A Powassan virus domain III nanoparticle immunogen elicits neutralizing and protective antibodies in mice

Malonis RJ, Georgiev GI, Haslwanter D, VanBlargan LA, Fallon G, Vergnolle O, Cahill SM, Harris R, Cowburn D, Chandran K, Diamond MS, Lai JR. A Powassan virus domain III nanoparticle immunogen elicits neutralizing and protective antibodies in mice. PLoS Pathog. 2022 18:e1010573. doi: 10.1371/journal.ppat.1010573.


ABSTRACT

Powassan virus (POWV) is an emerging tick borne flavivirus (TBFV) that causes severe neuroinvasive disease. Currently, there are no approved treatments or vaccines to combat POWV infection. Here, we generated and characterized a nanoparticle immunogen displaying domain III (EDIII) of the POWV E glycoprotein.

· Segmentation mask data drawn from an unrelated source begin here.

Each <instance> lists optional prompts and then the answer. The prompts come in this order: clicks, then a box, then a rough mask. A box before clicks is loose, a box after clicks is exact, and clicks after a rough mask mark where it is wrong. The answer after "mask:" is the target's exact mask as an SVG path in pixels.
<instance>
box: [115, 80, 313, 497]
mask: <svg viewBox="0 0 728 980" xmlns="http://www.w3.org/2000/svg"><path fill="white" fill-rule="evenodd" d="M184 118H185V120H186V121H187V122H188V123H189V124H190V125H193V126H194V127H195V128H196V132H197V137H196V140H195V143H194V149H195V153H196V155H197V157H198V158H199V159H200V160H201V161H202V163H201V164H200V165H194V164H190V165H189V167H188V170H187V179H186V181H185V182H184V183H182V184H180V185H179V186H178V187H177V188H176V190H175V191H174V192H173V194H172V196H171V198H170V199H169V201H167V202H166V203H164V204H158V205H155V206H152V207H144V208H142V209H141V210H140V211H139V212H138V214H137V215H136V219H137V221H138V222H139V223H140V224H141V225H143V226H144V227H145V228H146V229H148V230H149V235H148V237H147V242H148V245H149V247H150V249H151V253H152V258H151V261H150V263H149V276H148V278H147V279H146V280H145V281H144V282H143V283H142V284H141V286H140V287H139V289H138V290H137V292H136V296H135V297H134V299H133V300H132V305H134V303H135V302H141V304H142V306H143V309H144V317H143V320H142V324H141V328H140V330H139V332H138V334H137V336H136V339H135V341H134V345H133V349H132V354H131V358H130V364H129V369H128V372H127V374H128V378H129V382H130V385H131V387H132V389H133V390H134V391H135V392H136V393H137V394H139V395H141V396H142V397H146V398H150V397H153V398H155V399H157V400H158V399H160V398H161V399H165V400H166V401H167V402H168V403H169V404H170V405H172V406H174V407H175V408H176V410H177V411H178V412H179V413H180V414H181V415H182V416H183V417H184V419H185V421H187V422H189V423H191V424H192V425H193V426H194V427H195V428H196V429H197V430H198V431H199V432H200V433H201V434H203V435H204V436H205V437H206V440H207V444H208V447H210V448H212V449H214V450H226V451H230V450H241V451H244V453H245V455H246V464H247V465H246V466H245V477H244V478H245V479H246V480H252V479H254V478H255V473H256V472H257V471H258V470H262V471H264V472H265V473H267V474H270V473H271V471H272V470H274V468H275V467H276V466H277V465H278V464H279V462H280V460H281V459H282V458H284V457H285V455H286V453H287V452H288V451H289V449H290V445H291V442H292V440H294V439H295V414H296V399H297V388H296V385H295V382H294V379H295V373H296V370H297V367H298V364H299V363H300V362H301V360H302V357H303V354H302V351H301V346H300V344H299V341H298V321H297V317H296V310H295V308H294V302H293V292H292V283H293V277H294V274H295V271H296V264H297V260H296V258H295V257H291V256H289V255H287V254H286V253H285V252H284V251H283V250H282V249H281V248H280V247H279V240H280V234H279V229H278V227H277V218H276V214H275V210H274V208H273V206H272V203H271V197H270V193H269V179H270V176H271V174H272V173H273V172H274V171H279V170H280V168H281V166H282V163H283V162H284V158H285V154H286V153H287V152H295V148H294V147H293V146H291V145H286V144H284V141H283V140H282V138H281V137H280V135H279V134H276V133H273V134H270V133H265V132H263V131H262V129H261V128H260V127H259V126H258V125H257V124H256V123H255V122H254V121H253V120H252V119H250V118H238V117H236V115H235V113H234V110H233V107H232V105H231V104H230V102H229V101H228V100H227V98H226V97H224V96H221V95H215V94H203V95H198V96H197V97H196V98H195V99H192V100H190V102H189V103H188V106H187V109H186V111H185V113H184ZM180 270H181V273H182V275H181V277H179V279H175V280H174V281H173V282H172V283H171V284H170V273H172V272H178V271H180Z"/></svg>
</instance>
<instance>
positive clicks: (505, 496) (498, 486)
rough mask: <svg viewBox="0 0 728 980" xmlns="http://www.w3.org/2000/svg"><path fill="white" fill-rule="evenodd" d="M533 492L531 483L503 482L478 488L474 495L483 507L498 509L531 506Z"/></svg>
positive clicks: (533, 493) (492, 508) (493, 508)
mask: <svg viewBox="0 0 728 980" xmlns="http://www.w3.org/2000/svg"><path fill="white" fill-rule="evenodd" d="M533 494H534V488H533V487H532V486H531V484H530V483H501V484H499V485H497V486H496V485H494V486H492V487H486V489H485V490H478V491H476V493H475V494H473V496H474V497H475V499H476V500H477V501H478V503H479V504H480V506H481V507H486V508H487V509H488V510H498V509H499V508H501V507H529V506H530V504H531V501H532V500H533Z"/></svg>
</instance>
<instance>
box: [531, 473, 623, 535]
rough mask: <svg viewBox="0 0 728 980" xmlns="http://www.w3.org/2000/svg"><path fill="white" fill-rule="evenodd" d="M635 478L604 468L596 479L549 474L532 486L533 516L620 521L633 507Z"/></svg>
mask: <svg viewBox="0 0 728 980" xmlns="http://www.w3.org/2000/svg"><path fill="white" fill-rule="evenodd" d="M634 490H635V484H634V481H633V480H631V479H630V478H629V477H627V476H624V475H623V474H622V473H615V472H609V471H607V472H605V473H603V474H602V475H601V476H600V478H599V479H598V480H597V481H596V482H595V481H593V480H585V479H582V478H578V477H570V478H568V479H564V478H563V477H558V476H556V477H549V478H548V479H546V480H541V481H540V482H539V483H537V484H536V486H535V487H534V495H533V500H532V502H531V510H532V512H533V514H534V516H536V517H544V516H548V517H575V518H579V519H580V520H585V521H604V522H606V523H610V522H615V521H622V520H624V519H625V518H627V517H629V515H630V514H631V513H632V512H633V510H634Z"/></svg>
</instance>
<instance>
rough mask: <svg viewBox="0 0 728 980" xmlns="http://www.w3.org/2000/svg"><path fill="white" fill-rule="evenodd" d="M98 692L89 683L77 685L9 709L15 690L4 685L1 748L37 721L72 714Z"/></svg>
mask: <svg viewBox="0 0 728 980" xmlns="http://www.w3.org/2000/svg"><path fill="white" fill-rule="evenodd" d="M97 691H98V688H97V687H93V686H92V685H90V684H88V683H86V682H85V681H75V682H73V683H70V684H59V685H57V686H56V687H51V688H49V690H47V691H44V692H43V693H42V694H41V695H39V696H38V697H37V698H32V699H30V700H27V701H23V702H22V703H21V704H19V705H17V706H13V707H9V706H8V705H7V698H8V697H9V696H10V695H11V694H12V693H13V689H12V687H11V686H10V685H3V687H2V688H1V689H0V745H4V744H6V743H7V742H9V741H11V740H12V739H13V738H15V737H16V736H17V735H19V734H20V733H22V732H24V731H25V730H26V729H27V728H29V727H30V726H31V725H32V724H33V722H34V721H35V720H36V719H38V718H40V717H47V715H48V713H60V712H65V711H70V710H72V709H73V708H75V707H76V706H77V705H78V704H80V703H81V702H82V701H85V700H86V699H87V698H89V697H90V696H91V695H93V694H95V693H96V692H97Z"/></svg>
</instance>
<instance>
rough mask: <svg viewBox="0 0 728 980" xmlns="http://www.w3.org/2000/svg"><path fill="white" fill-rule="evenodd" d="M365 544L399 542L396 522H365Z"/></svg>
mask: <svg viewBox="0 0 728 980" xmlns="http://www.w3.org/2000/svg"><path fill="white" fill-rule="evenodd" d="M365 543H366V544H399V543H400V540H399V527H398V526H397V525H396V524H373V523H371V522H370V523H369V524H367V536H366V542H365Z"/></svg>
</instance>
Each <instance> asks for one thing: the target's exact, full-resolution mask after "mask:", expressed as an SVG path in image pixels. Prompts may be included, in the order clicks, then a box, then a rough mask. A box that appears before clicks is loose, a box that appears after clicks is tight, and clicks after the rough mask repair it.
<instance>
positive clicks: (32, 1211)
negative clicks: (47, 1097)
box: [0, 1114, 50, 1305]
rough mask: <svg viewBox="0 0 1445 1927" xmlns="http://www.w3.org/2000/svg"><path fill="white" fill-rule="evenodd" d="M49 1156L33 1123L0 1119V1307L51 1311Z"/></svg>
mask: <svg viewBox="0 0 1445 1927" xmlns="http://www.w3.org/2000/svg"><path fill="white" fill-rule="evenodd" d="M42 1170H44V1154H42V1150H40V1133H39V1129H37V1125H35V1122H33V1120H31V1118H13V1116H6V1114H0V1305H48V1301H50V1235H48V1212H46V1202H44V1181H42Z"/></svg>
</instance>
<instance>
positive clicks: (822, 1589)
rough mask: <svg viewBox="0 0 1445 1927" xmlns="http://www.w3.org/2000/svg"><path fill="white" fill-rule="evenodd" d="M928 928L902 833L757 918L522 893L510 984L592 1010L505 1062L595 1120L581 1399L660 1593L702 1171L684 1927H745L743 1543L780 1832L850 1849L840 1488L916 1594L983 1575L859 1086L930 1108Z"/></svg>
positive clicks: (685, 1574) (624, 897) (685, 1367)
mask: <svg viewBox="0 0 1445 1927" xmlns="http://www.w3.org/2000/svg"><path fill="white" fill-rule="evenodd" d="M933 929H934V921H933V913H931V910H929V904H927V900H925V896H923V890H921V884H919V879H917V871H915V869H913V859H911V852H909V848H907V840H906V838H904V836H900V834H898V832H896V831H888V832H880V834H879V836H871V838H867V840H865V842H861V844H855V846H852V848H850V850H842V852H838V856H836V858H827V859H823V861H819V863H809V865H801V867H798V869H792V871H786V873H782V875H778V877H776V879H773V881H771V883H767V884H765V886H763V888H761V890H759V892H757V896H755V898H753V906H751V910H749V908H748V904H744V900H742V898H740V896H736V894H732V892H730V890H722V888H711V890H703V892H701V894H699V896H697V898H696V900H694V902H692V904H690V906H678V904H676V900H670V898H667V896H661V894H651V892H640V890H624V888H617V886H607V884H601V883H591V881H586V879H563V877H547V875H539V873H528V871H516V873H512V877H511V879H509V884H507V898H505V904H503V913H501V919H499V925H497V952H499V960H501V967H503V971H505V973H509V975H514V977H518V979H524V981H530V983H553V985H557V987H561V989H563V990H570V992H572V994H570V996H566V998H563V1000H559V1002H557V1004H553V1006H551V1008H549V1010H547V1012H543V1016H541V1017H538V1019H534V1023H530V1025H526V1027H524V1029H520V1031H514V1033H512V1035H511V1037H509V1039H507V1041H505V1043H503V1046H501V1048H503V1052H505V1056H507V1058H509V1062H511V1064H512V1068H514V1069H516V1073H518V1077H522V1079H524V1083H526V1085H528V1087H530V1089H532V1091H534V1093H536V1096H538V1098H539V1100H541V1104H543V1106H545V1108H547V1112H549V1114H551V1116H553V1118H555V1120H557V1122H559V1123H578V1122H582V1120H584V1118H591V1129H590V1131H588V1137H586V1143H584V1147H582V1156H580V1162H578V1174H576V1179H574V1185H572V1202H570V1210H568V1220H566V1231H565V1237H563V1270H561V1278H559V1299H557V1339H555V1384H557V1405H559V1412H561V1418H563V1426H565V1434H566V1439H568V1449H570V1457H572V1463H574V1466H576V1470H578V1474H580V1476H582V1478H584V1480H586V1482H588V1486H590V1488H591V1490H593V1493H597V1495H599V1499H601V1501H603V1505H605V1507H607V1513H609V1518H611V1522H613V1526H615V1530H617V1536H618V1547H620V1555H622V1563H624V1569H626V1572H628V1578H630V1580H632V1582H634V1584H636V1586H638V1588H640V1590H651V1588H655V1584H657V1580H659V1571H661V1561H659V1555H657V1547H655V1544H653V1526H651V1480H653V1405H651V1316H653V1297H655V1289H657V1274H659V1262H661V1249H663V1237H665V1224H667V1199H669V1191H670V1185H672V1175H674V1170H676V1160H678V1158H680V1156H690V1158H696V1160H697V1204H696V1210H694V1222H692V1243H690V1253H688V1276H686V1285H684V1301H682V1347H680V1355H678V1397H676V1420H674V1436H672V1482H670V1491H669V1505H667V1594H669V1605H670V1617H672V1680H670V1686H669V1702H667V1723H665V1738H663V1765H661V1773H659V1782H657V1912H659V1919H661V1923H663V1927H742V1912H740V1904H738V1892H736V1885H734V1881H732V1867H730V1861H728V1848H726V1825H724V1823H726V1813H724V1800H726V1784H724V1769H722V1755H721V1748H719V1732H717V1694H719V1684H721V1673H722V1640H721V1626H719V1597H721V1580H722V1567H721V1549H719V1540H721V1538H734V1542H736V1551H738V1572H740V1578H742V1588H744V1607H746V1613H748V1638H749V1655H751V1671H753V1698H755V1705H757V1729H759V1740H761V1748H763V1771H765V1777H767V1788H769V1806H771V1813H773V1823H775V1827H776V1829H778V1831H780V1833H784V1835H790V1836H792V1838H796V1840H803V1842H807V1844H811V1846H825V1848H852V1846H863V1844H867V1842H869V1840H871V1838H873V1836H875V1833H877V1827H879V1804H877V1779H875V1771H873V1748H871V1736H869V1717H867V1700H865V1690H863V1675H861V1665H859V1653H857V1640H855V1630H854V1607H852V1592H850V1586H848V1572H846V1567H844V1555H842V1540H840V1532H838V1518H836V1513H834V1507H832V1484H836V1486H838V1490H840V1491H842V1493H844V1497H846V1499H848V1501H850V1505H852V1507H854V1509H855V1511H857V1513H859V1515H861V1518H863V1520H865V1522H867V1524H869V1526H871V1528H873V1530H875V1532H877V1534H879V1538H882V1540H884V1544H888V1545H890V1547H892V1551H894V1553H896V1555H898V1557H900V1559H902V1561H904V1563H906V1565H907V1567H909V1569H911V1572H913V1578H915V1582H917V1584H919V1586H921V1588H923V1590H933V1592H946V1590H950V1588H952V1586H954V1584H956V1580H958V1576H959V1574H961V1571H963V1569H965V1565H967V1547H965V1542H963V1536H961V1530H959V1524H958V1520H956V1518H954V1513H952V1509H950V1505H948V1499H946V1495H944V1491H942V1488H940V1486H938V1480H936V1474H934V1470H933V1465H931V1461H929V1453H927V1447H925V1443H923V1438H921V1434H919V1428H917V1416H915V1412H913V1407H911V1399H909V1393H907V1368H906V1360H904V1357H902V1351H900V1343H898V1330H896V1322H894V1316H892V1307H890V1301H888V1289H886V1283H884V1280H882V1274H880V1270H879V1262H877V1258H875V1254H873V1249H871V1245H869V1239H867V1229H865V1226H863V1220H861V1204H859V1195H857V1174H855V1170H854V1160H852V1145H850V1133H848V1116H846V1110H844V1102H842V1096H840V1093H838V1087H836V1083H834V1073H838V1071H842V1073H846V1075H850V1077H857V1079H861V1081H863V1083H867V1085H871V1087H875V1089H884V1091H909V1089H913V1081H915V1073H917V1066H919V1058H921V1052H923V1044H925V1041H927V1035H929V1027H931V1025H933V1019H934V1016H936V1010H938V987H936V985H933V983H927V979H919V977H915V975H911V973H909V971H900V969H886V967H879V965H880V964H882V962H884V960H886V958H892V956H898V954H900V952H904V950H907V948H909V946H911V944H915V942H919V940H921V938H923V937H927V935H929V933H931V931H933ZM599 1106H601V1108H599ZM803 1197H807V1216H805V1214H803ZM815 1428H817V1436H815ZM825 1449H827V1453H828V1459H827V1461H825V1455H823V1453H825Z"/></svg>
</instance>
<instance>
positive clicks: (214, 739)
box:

Immunization with POWV EDIII presented on nanoparticles resulted in significantly higher serum neutralizing titers against POWV than immunization with monomeric POWV EDIII. Furthermore, passive transfer of EDIII-reactive sera protected against POWV challenge in vivo. We isolated and characterized a panel of EDIII-specific monoclonal antibodies (mAbs) and identified several that potently inhibit POWV infection and engage distinct epitopes within the lateral ridge and C-C′ loop of the EDIII. By creating a subunit-based nanoparticle immunogen with vaccine potential that elicits antibodies with protective activity against POWV infection, our findings enhance our understanding of the molecular determinants of antibody-mediated neutralization of TBFVs.

AUTHOR SUMMARY

Powassan virus (POWV) is an emerging tick-borne flavivirus that circulates in North America. Infection can cause severe neuro-invasive disease, and currently there is no treatment or vaccine against POWV. We generated a novel POWV immunogen that displays the EDIII of the envelope glycoprotein on the surface of a self-assembling protein nanoparticle. We found that immunization of the EDIII-displaying nanoparticle in mice elicited potently neutralizing and protective antibodies. We further characterized EDIII-specific neutralizing mAbs and mapped their epitopes to specific regions within the POWV EDIII. Our study sheds light on determinants of antibody-mediated neutralization and protection against POWV and other TBFVs. It also informs EDIII-based vaccine and antiviral efforts to combat POWV infection.